Si eres nuevo en el ecosistema web3, servicios como dAppRadar y DeFiLlama ofrecen directorios completos de dApps populares en distintas blockchains. Estas plataformas permiten explorar categorías como juegos web3, marketplaces de NFT y protocolos DeFi. Filtrando por cadenas y categorías, puedes descubrir los protocolos web3 que mejor se adapten a tus intereses, familiarizándote poco a poco con las aplicaciones descentralizadas y sus particularidades.
La evolución de web1 a web2 y la llegada de web3 representa una transformación profunda de la arquitectura de internet y el papel del usuario. Aunque web2 incorporó la interactividad y el contenido generado por el usuario, también concentró el control y los datos en manos de grandes tecnológicas, generando inquietudes sobre privacidad y propiedad. Web3 busca resolver estos problemas con tecnología blockchain descentralizada, ofreciendo verdadera propiedad sobre el contenido digital y las identidades mediante redes peer-to-peer y smart contracts.
Sin embargo, este enfoque disruptivo implica sacrificios: web2, gracias a su centralización, ofrece mayor escalabilidad, interfaces más sencillas y operaciones eficientes, mientras que web3 prioriza la privacidad, la resistencia a la censura y la gobernanza democrática a cambio de una mayor complejidad y ciclos de desarrollo más lentos. La maduración de web3 plantea al sector tecnológico el reto de equilibrar los beneficios de la descentralización con la accesibilidad y la eficiencia operativa.

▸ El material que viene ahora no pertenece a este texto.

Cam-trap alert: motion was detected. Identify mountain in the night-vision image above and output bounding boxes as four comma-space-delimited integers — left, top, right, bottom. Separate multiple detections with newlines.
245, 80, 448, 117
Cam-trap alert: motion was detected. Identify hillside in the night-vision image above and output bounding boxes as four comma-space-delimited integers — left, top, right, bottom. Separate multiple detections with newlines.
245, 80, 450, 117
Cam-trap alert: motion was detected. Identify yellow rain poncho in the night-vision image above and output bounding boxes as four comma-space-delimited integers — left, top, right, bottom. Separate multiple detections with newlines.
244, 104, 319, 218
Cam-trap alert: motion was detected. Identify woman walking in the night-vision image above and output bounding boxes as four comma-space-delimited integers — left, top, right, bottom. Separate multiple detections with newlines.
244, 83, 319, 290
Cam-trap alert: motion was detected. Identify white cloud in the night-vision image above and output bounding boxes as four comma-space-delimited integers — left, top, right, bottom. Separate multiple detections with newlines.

El futuro de internet probablemente pase por la convivencia e integración de ambos modelos: las plataformas web2 podrían incorporar elementos descentralizados, mientras que las aplicaciones web3 mejorarán en experiencia de usuario y escalabilidad. Entender estas diferencias entre web1, web2 y web3, así como los avances en el sector, resulta clave para navegar el entorno digital y tomar decisiones informadas sobre la gestión de la presencia online y los activos digitales. A medida que la tecnología blockchain avanza y los usuarios se familiarizan con las aplicaciones descentralizadas, la visión de web3 de una internet centrada en el usuario podría transformar progresivamente la relación de la sociedad con los servicios digitales y la gestión de la identidad online.
Web 1.0: contenido solo lectura. Web 2.0: plataformas sociales e interactivas. Web 3.0: internet descentralizada y de propiedad del usuario.

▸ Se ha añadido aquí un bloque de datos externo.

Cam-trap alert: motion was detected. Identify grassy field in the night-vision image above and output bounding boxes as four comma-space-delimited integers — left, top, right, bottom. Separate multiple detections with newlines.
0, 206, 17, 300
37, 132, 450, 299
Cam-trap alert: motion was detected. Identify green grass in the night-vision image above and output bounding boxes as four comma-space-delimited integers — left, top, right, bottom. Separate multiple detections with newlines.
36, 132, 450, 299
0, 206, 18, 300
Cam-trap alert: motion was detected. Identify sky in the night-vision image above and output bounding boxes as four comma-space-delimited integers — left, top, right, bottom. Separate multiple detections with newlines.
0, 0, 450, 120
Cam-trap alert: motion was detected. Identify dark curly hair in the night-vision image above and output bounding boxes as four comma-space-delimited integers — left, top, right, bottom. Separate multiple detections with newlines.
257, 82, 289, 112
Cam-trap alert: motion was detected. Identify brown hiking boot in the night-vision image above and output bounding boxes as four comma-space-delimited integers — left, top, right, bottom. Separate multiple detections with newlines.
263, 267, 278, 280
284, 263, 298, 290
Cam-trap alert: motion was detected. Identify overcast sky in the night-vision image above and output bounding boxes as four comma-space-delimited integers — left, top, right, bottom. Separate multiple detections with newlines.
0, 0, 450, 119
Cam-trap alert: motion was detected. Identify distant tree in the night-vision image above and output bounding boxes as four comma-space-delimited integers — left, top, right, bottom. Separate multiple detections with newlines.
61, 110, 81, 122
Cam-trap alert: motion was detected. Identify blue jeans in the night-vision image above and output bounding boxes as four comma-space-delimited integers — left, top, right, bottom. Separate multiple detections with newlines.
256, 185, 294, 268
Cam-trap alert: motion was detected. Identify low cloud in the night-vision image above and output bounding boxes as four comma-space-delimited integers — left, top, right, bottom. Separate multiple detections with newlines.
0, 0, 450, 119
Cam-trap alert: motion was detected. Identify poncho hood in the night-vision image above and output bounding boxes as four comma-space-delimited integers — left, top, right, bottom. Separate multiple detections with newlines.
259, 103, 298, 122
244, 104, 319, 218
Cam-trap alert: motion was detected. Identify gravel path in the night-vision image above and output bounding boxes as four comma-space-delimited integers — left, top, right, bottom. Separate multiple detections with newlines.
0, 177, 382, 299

Las 4 generaciones son: Web 1.0 (estática), Web 2.0 (interactiva), Web 3.0 (semántica) y Web 4.0 (emergente, impulsada por inteligencia artificial).
Web 3.0 es una internet descentralizada basada en blockchain, centrada en el control de datos del usuario y en la integración de inteligencia artificial. Ejemplos: criptomonedas y aplicaciones descentralizadas (dApps).
Web2 es centralizada, mientras que Web3 es descentralizada y utiliza blockchain para interacciones sin intermediarios y propiedad de los datos. Web3 resiste la censura y otorga poder real a los usuarios.